As our alarms went off before sunrise our hopes of seeing a few Lord of the Rings sights on the way to Wellington were dashed due to time constraints. We snoozed as daylight gave shape to the world around us, then packed up and hit the road again.
New Zealand is not a land of broad multi-lane highways. As the main ones wind through the countryside, they have only one lane in each direction and passing lanes at regular intervals. The highway widened a little as we approached the capital city of Wellington in the southern North Island where we had a ferry to catch.
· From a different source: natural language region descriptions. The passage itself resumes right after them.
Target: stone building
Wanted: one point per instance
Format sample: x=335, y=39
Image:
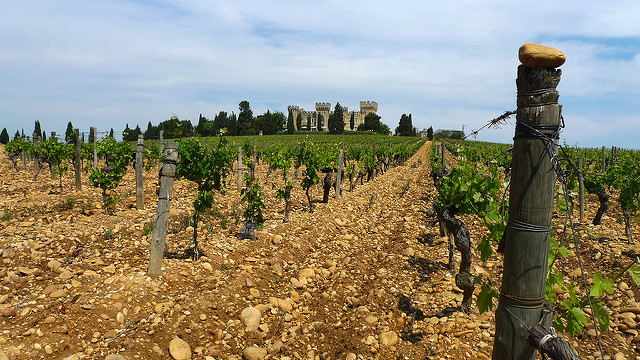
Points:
x=325, y=109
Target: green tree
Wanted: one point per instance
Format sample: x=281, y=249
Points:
x=37, y=130
x=68, y=134
x=372, y=122
x=151, y=132
x=299, y=122
x=4, y=137
x=245, y=117
x=290, y=125
x=336, y=120
x=405, y=126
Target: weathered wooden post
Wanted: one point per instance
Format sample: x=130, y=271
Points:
x=526, y=247
x=581, y=190
x=159, y=235
x=23, y=155
x=77, y=167
x=36, y=165
x=139, y=178
x=94, y=132
x=339, y=174
x=239, y=168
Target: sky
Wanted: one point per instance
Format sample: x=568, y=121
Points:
x=451, y=64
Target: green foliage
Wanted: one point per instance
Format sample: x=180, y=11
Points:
x=476, y=189
x=307, y=155
x=405, y=126
x=57, y=154
x=336, y=120
x=4, y=136
x=208, y=168
x=117, y=157
x=252, y=196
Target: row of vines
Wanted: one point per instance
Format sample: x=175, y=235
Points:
x=477, y=185
x=209, y=162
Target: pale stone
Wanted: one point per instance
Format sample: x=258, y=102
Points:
x=250, y=317
x=389, y=338
x=254, y=353
x=284, y=304
x=179, y=349
x=536, y=55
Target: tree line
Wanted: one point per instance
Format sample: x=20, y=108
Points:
x=245, y=123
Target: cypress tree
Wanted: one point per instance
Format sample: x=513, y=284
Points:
x=4, y=136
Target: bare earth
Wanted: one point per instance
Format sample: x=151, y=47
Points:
x=349, y=281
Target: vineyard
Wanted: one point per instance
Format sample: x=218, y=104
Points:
x=272, y=261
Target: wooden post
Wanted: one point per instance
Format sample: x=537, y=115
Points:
x=159, y=234
x=94, y=131
x=23, y=156
x=526, y=247
x=160, y=149
x=139, y=178
x=581, y=190
x=77, y=167
x=339, y=174
x=239, y=168
x=36, y=166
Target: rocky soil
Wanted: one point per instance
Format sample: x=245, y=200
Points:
x=360, y=278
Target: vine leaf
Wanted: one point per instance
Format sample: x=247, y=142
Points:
x=602, y=314
x=634, y=272
x=601, y=285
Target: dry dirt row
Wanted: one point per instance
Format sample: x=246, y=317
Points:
x=360, y=278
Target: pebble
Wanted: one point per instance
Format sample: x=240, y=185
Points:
x=389, y=338
x=284, y=304
x=254, y=353
x=179, y=349
x=7, y=311
x=536, y=55
x=250, y=317
x=277, y=239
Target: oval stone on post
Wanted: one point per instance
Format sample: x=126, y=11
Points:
x=536, y=55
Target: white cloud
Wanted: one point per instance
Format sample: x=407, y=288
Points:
x=448, y=64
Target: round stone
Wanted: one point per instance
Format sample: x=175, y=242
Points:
x=536, y=55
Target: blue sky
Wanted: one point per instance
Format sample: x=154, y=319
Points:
x=449, y=64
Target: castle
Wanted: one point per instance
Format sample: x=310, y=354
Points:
x=324, y=110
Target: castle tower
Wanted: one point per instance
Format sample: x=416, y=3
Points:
x=323, y=109
x=295, y=110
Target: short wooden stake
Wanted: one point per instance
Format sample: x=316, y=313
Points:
x=239, y=168
x=94, y=131
x=139, y=178
x=159, y=236
x=77, y=166
x=339, y=174
x=526, y=242
x=581, y=190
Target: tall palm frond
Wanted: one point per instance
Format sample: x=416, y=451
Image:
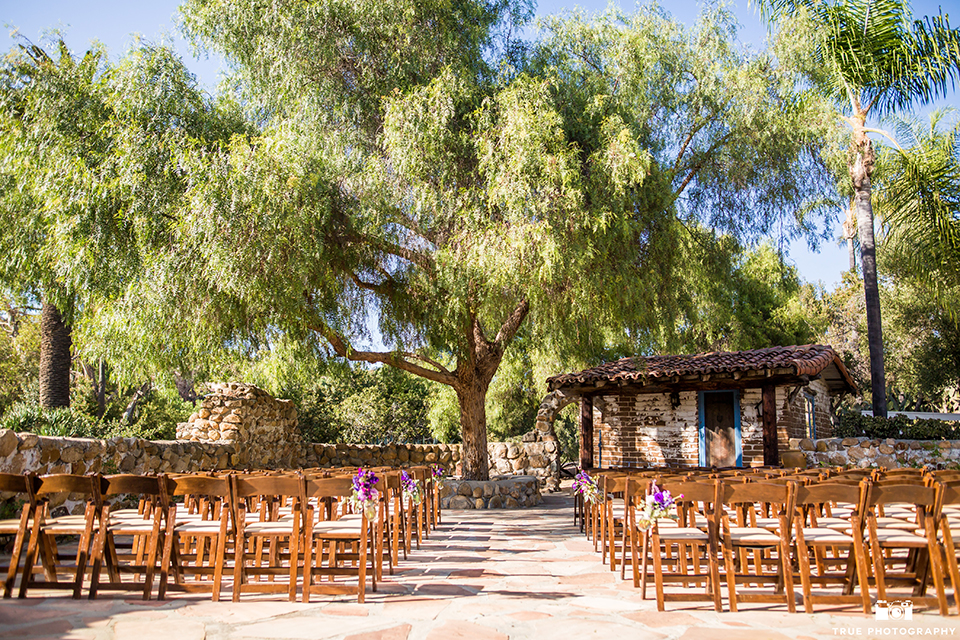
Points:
x=918, y=199
x=881, y=56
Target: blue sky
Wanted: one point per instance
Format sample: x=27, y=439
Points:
x=116, y=23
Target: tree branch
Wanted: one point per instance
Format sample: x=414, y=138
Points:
x=512, y=324
x=394, y=359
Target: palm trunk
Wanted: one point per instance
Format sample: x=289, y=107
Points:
x=101, y=388
x=473, y=423
x=860, y=172
x=55, y=344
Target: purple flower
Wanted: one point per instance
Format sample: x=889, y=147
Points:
x=409, y=484
x=363, y=485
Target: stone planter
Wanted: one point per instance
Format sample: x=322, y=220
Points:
x=503, y=492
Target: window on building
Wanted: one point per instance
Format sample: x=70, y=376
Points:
x=809, y=415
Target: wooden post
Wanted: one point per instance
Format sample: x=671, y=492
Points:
x=586, y=432
x=771, y=450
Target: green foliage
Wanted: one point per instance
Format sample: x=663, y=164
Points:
x=874, y=50
x=19, y=358
x=361, y=405
x=854, y=424
x=48, y=422
x=444, y=415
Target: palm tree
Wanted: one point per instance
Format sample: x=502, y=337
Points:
x=918, y=200
x=876, y=61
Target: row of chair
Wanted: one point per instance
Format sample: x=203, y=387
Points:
x=840, y=534
x=271, y=531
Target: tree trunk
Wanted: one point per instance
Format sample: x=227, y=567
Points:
x=860, y=172
x=55, y=343
x=473, y=423
x=101, y=388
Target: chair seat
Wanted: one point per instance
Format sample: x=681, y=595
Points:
x=825, y=535
x=896, y=523
x=66, y=528
x=268, y=527
x=753, y=536
x=772, y=524
x=334, y=527
x=900, y=538
x=198, y=526
x=682, y=533
x=828, y=522
x=11, y=525
x=130, y=526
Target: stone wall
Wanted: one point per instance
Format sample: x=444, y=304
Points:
x=867, y=452
x=241, y=413
x=504, y=492
x=641, y=430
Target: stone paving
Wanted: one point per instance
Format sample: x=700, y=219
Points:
x=484, y=575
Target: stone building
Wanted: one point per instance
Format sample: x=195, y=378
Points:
x=720, y=409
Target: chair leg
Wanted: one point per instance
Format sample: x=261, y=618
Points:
x=18, y=550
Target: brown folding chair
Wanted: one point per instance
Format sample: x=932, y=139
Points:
x=949, y=528
x=270, y=525
x=814, y=539
x=343, y=540
x=46, y=528
x=196, y=534
x=24, y=486
x=768, y=547
x=683, y=552
x=143, y=524
x=922, y=558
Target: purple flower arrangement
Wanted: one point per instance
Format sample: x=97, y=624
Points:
x=658, y=505
x=586, y=487
x=439, y=475
x=411, y=488
x=365, y=495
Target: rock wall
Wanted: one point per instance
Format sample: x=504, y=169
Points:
x=238, y=413
x=505, y=492
x=867, y=452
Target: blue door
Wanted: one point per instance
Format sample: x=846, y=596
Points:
x=720, y=429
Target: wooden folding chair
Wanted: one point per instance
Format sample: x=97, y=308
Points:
x=922, y=559
x=767, y=547
x=683, y=552
x=143, y=524
x=46, y=528
x=196, y=533
x=949, y=528
x=280, y=529
x=24, y=486
x=343, y=540
x=814, y=539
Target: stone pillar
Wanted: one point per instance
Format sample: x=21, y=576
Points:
x=586, y=432
x=771, y=451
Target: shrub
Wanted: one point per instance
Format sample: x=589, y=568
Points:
x=49, y=422
x=854, y=424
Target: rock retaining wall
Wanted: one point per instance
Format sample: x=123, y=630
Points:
x=238, y=413
x=867, y=452
x=504, y=492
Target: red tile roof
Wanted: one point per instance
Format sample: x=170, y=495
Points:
x=809, y=359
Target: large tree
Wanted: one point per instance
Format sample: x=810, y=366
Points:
x=873, y=60
x=87, y=178
x=421, y=170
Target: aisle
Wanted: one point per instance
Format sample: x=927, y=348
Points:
x=489, y=575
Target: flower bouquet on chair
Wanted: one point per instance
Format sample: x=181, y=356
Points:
x=657, y=505
x=411, y=488
x=587, y=488
x=439, y=475
x=365, y=497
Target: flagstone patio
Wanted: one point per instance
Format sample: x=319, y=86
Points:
x=484, y=575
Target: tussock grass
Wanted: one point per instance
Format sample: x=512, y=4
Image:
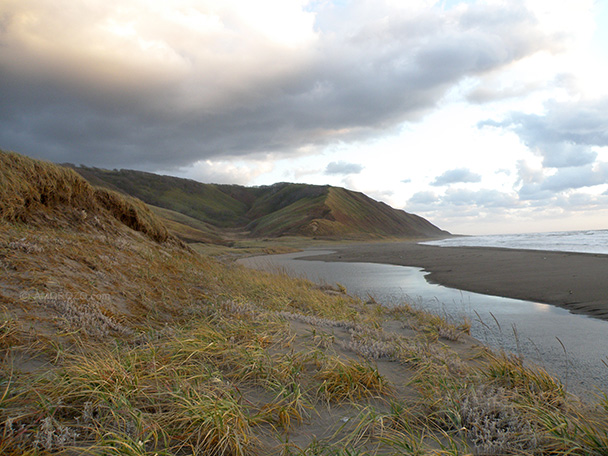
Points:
x=350, y=381
x=29, y=189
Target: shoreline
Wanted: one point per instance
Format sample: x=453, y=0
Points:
x=574, y=281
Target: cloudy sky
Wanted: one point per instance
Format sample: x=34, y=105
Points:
x=482, y=116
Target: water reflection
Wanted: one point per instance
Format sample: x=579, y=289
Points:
x=568, y=345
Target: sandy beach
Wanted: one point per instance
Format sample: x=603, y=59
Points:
x=575, y=281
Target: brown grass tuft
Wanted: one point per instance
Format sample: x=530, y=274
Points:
x=30, y=188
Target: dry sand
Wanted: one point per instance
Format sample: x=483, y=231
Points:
x=575, y=281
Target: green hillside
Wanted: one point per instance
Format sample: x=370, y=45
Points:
x=205, y=212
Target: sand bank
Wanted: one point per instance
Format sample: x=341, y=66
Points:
x=576, y=281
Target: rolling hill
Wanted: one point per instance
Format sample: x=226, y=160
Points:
x=212, y=212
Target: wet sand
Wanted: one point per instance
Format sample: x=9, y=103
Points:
x=575, y=281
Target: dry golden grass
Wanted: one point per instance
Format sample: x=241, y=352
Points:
x=31, y=189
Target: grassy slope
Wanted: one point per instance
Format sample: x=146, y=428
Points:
x=277, y=210
x=117, y=342
x=204, y=202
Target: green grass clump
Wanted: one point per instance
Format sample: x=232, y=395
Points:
x=350, y=381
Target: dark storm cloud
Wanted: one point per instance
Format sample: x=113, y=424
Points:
x=157, y=94
x=454, y=176
x=566, y=134
x=342, y=167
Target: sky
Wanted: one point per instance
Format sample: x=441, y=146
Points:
x=484, y=117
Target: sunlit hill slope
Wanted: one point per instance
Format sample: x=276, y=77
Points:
x=282, y=209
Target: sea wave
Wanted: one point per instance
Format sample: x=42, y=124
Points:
x=583, y=241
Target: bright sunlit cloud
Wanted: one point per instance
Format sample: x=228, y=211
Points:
x=483, y=116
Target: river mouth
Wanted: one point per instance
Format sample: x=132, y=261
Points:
x=572, y=347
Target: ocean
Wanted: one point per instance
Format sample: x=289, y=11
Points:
x=584, y=241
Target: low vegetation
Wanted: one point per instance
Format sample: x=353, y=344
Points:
x=199, y=212
x=117, y=341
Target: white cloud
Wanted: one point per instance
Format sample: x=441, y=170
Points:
x=454, y=176
x=343, y=167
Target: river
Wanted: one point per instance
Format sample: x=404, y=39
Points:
x=572, y=347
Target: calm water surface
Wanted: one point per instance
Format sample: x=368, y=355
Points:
x=533, y=330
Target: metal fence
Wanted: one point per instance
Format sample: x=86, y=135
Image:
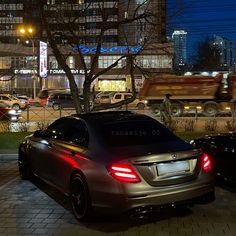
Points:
x=33, y=118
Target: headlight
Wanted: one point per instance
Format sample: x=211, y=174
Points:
x=14, y=118
x=192, y=142
x=12, y=112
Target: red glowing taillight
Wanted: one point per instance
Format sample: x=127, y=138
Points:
x=206, y=162
x=123, y=173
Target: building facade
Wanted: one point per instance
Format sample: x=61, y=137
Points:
x=226, y=48
x=17, y=60
x=179, y=38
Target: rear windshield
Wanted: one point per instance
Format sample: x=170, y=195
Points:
x=133, y=133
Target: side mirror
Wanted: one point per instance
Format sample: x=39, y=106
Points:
x=39, y=133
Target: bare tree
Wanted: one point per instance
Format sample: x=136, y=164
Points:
x=135, y=15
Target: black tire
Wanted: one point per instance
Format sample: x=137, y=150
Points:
x=140, y=106
x=80, y=199
x=24, y=165
x=16, y=106
x=176, y=109
x=156, y=109
x=210, y=109
x=56, y=106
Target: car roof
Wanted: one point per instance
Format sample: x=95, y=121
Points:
x=110, y=116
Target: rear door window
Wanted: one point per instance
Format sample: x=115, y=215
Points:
x=138, y=132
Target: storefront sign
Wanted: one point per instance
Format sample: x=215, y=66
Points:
x=114, y=50
x=25, y=72
x=42, y=59
x=52, y=72
x=74, y=72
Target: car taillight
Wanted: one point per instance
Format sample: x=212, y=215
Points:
x=206, y=162
x=123, y=173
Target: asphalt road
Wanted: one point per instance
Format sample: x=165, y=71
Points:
x=34, y=208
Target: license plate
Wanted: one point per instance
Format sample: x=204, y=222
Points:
x=172, y=168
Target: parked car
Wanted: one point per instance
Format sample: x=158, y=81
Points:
x=24, y=99
x=45, y=93
x=60, y=100
x=118, y=161
x=63, y=100
x=12, y=101
x=120, y=96
x=7, y=113
x=103, y=97
x=222, y=148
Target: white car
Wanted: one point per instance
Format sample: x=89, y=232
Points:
x=120, y=96
x=12, y=101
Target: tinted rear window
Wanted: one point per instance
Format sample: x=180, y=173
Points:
x=133, y=133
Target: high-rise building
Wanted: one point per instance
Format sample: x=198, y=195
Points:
x=86, y=20
x=180, y=48
x=226, y=50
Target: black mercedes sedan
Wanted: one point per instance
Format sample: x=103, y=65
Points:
x=117, y=161
x=222, y=149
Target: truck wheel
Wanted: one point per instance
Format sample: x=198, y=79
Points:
x=176, y=109
x=140, y=106
x=210, y=109
x=16, y=106
x=56, y=106
x=156, y=109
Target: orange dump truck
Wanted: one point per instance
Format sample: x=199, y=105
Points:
x=203, y=94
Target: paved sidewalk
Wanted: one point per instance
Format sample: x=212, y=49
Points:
x=8, y=154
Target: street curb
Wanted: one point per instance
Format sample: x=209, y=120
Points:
x=4, y=157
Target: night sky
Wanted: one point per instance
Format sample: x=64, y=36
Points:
x=201, y=18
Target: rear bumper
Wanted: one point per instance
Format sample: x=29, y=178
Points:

It being a beautiful day and thinking we had enough time for lunch and a visit to the Mount Victoria lookout, we secured Subway subs and drove to the summit. Wonderful views of the city, harbour and surrounding sea awaited us, but we had no time to eat. Then we got lost trying to find the ferry terminal and the stress got the better of both of us. We eventually righted the ship and made it to the car queue in time.